I’m working on a compiler infrastructure project (RepliBuild.jl) that needs to diff two DAGs — one representing Julia IR and one representing C++ IR derived from DWARF metadata — and identify structural mismatches by byte offset. The idea is that when the two DAGs don’t match at a given node, the byte offset delta from DWARF is enough to pinpoint the exact IR location that needs a fixup (a thunk op splice), without ever touching source.
The algorithm I’m thinking through:
- Build both DAGs from their respective sources (Julia IR + DWARF)

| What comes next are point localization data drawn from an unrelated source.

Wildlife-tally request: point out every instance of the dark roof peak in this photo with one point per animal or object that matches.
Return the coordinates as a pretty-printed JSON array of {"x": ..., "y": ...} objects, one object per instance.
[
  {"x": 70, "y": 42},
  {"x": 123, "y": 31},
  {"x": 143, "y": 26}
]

- Walk them in parallel, matching nodes structurally
- Where a mismatch is detected, record the byte offset delta
- Use that mismatch map to splice AOT thunk ops into the IR at the identified sites
- Topo-sort to determine safe lowering order
Questions I’m curious about:
- Has anyone implemented DAG structural diffing in a Julia/MLIR context? Any pkg’s I should look at?
- Are there known algorithms for topo-sort that handle the case where node identity is a composite of (symbolic name + byte offset) rather than just a symbol?
- Any experience with op rewriting passes that are driven by an externally computed mismatch map rather than pattern matching on op types alone?
The broader goal is a system where the DAG diff is the only thing that drives IR rewrites — the source never changes, and the thunk ops exist purely at the IR level.